Narasi Perempuan di Linimasa
Okky Madasari ;
Novelis; Novel kelimanya, Kerumunan Terakhir, terbit Mei 2016
|
JAWA POS, 21 April
2016
INI tahun 2016. Masa di
mana hampir semua orang sudah memiliki telepon genggam. Masa di mana
orang-orang seusia saya yang biasa disebut sebagai generasi millennial atau
generasi Y sudah terhubung satu sama lain melalui Facebook dan Twitter.
Masa di mana perempuan
bisa mengungkapkan pikiran-pikirannya dengan hanya memainkan jempol. Mulai
isu politik hingga soal makanan anak. Dari soal pekerjaan sampai soal
kecantikan.
Kita hidup di zaman
mutakhir. Dan, pada masa ini pula, kita masih akan mendapati perdebatan di
layar Facebook dan Twitter tentang mana yang lebih baik: perempuan yang
bekerja atau perempuan yang menjadi ibu rumah tangga? Pe¬rempuan yang memakai
jilbab syari atau berpakaian seksi?
Perempuan yang memakai rok
atau mengenakan celana jins? Perempuan yang menikah atau memilih lajang
seumur hidup?

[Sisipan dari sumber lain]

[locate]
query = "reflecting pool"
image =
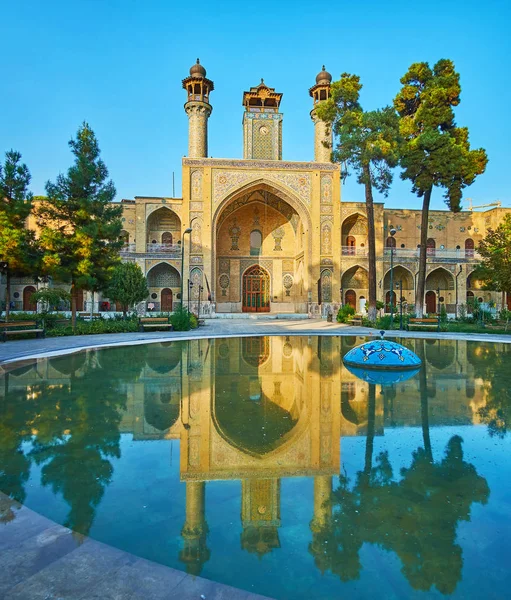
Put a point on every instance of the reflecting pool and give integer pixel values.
(265, 464)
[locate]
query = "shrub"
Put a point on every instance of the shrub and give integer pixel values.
(345, 312)
(180, 319)
(443, 314)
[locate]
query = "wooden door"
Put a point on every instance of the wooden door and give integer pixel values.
(166, 300)
(431, 247)
(430, 302)
(79, 300)
(470, 302)
(350, 298)
(27, 302)
(256, 290)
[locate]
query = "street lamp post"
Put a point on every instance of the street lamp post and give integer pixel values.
(190, 286)
(188, 230)
(201, 289)
(392, 234)
(400, 304)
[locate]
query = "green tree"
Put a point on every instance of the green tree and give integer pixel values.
(128, 285)
(80, 225)
(51, 297)
(495, 251)
(435, 152)
(367, 143)
(17, 242)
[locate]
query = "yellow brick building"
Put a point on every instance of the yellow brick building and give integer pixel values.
(261, 234)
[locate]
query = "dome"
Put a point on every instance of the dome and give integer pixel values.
(197, 70)
(323, 76)
(381, 376)
(382, 354)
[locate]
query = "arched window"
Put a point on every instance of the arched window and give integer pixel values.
(469, 248)
(256, 241)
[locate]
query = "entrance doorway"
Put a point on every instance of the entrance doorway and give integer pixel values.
(28, 304)
(430, 302)
(256, 290)
(166, 300)
(350, 297)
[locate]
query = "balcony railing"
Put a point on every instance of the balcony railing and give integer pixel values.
(413, 253)
(170, 250)
(353, 251)
(433, 253)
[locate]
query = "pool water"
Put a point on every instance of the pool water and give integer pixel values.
(263, 463)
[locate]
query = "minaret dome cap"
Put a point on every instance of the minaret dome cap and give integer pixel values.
(323, 76)
(197, 70)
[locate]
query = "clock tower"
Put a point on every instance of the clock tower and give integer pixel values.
(262, 123)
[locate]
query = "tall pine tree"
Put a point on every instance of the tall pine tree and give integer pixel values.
(80, 227)
(368, 143)
(435, 151)
(18, 249)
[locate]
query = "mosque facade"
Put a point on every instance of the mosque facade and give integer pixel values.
(261, 234)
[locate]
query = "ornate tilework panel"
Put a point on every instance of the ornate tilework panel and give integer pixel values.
(163, 275)
(225, 182)
(326, 189)
(326, 238)
(326, 286)
(196, 185)
(196, 279)
(266, 198)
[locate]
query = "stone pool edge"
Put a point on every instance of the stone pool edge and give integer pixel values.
(288, 328)
(40, 559)
(248, 330)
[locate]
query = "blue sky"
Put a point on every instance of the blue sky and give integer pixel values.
(119, 64)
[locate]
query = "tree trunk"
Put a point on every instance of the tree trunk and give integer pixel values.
(73, 306)
(421, 277)
(371, 243)
(7, 294)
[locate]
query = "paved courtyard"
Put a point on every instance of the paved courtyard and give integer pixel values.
(23, 349)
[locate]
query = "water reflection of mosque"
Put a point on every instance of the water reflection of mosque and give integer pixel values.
(260, 409)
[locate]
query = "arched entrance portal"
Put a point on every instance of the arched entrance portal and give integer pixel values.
(351, 298)
(265, 226)
(430, 302)
(166, 300)
(28, 304)
(256, 290)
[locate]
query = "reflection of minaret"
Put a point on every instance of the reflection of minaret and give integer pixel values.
(195, 552)
(260, 515)
(322, 515)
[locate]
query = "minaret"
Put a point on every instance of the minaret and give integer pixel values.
(195, 551)
(262, 123)
(322, 131)
(198, 110)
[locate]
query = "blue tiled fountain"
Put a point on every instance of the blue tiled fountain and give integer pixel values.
(382, 361)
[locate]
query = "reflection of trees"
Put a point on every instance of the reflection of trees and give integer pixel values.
(73, 430)
(415, 516)
(16, 414)
(491, 362)
(86, 417)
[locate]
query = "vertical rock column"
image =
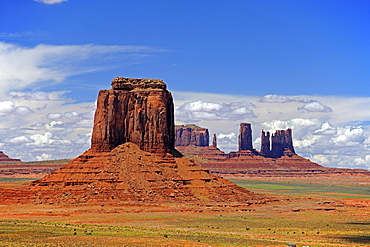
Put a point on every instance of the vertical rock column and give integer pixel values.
(281, 141)
(214, 142)
(191, 134)
(265, 144)
(245, 137)
(135, 110)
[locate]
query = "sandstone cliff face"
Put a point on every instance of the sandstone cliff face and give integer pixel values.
(187, 135)
(214, 141)
(265, 144)
(282, 143)
(5, 158)
(245, 137)
(130, 159)
(135, 110)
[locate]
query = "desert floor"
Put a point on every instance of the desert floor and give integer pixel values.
(308, 211)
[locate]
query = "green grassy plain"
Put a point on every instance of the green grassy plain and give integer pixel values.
(306, 214)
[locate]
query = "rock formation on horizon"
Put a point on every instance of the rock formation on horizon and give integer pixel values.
(265, 144)
(282, 143)
(214, 141)
(131, 158)
(245, 137)
(134, 110)
(5, 158)
(191, 134)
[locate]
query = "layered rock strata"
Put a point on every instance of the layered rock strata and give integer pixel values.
(282, 143)
(245, 137)
(131, 158)
(5, 158)
(214, 141)
(265, 144)
(191, 134)
(134, 110)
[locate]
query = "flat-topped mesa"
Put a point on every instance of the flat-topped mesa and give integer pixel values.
(282, 143)
(140, 111)
(245, 137)
(191, 134)
(128, 84)
(5, 158)
(265, 144)
(214, 142)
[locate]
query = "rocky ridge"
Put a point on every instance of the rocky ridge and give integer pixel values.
(132, 158)
(277, 157)
(5, 158)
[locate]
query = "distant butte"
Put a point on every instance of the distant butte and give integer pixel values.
(277, 157)
(132, 158)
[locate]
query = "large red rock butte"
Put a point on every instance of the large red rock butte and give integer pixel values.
(131, 158)
(245, 137)
(276, 158)
(134, 110)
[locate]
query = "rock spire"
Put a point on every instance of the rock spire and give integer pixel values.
(191, 134)
(245, 137)
(214, 142)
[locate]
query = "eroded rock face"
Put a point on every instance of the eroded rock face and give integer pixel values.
(129, 174)
(282, 143)
(245, 137)
(265, 144)
(214, 142)
(131, 158)
(5, 158)
(135, 110)
(191, 134)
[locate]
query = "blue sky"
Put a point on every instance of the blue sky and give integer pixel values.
(283, 63)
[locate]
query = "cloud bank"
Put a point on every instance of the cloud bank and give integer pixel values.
(21, 67)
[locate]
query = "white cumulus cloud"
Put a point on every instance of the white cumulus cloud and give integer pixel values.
(6, 107)
(315, 106)
(198, 110)
(21, 67)
(54, 116)
(274, 98)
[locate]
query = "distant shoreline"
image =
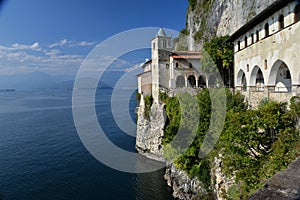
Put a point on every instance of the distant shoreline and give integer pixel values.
(8, 90)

Perempuan yang begini atau begitu? Dan sederet perdebatan lain
tentang perempuan. Tentang bagaimana seharusnya menjadi perempuan.
Segala dalih dan dalil
dikemukakan. Mulai ayat kitab suci, pepatah nenek moyang, kutipan dari
buku-buku, hingga omongan pejabat dan ustad-ustad. Konten-konten yang
menjadikan perempuan sebagai objek yang harus diatur untuk menjadi begini dan
begitu tak berhenti diproduksi.
Hilir mudik setiap hari.
Mulai yang panjangnya 140 karakter di Twitter, status di Facebook, hingga
tulisan panjang di blog dan media-media lainnya.
Mulai zaman Adam dan Hawa
hingga zaman media sosial bangunan imaji atas sosok perempuan selalu menjadi
medan pertempuran. Berbagai narasi dibuat untuk mengatur perempuan. Mulai
kisah di kitab suci, dongeng yang dikisahkan turun-temurun, buku agama,
hingga karya sastra, dan kini konten-konten yang diproduksi di internet.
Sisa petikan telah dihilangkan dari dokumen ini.